Security fixes are provided for the latest state of the main branch.

Please report suspected vulnerabilities through GitHub's private advisory channel:

• https://github.com/ToxMCP/comptox-mcp/security/advisories/new

Do not open public issues for security-sensitive reports.

For non-security questions, bug reports, or feature requests, use the guidance in SUPPORT.md.

When filing a report, include:

1. A clear description of the issue and impact.
2. Reproduction steps or a minimal proof of concept.
3. Affected versions/commit hashes.
4. Any suggested remediation, if available.

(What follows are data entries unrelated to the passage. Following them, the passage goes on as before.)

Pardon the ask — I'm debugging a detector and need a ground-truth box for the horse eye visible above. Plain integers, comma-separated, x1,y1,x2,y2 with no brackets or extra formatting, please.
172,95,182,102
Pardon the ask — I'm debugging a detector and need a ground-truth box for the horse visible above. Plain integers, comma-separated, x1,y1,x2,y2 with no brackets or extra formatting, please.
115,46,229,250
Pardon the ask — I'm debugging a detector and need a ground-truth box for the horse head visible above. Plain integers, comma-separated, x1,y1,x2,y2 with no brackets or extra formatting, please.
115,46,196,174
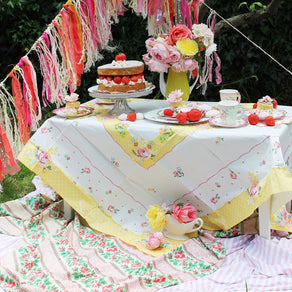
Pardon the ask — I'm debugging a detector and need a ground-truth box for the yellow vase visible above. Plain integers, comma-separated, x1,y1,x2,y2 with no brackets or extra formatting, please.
165,67,190,103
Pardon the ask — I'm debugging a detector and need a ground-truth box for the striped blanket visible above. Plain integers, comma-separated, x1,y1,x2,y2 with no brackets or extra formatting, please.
0,177,225,292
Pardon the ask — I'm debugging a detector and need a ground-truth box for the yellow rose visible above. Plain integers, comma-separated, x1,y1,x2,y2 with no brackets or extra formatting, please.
176,39,199,56
146,205,166,231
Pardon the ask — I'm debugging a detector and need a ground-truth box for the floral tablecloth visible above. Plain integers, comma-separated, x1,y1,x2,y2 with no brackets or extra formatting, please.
18,99,292,254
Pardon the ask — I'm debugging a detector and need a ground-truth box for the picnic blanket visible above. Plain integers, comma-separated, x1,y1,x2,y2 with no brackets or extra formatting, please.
0,176,225,292
159,234,292,292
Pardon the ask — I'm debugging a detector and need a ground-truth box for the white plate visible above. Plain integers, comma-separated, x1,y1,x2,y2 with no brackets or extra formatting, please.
245,109,287,121
53,105,94,118
209,117,248,128
144,109,209,125
88,82,155,99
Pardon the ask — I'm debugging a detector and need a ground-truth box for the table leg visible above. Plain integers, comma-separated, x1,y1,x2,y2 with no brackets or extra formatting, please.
259,199,271,239
63,200,74,219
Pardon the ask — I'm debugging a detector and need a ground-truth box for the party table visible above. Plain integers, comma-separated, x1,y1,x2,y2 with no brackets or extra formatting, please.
18,98,292,253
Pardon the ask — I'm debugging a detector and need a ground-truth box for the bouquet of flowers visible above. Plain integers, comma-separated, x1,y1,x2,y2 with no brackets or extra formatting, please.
146,203,197,231
143,24,216,76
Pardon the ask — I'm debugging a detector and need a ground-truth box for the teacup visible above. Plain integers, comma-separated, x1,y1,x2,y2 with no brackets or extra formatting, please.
218,100,244,126
219,89,241,103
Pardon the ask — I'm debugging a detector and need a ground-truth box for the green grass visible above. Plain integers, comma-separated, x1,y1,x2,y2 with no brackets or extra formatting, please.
0,162,35,203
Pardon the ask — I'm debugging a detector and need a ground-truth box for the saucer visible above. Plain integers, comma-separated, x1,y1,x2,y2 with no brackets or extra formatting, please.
209,117,248,128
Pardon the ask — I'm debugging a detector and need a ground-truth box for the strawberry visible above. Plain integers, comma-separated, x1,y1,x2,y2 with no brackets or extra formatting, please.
131,75,138,82
115,53,126,61
127,112,137,122
265,116,275,126
114,76,122,84
176,113,188,123
272,98,278,108
248,114,260,125
188,108,203,122
163,108,173,117
122,76,130,84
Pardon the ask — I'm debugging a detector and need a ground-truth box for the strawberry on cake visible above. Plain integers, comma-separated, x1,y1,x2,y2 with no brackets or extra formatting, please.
97,53,146,92
256,95,277,112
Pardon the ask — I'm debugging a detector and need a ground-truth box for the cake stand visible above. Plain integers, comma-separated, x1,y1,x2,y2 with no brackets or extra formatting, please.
88,83,155,116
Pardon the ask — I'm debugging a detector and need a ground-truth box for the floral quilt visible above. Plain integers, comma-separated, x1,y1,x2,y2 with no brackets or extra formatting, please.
0,178,225,292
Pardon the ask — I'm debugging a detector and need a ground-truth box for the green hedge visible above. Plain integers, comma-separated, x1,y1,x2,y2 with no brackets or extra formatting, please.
0,0,292,105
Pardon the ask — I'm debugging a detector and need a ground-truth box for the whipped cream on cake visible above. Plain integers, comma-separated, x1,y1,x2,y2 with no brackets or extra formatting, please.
96,54,146,92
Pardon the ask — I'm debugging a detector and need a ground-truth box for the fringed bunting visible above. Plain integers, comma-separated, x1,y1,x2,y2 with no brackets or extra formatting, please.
0,83,23,157
8,70,30,144
0,84,23,180
190,0,204,24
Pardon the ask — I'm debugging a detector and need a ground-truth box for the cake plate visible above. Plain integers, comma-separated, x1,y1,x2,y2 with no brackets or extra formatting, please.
88,83,155,116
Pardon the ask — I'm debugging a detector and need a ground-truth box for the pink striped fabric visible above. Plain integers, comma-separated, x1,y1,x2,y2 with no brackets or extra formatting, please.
160,235,292,292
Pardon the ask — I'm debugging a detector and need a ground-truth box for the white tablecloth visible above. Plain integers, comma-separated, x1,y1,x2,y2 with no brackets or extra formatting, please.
19,99,292,253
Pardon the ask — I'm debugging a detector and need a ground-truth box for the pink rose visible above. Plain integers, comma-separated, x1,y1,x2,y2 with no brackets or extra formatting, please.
172,203,197,223
148,42,169,62
167,47,181,64
182,59,199,71
137,148,150,160
37,150,51,167
146,231,165,249
167,24,193,45
171,61,183,72
145,38,155,51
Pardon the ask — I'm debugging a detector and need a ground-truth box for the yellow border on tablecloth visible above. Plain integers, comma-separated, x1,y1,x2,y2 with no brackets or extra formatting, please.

Examples of issues that should be reported through the private advisory channel include:

1. Credential leakage or unsafe handling of CTX_API_KEY and related secrets.
2. Authentication or authorization bypass in the HTTP or WebSocket transports.
3. Sensitive data exposure through logs, metrics, traces, or MCP responses.
4. Contract or validation bypasses that expose unintended tools, schemas, or privileged actions.
5. Dependency vulnerabilities with credible impact on the deployed server.

Maintainers will aim to:

1. Acknowledge new reports within 3 business days.
2. Provide a status update or triage decision within 10 business days.
3. Coordinate remediation and disclosure timing with the reporter.

• Keep details private until maintainers confirm a remediation and disclosure plan.
• Avoid posting proof-of-concept exploits or sensitive traces in public issues or pull requests.
• If you are unsure whether something is security-sensitive, err on the side of private disclosure first.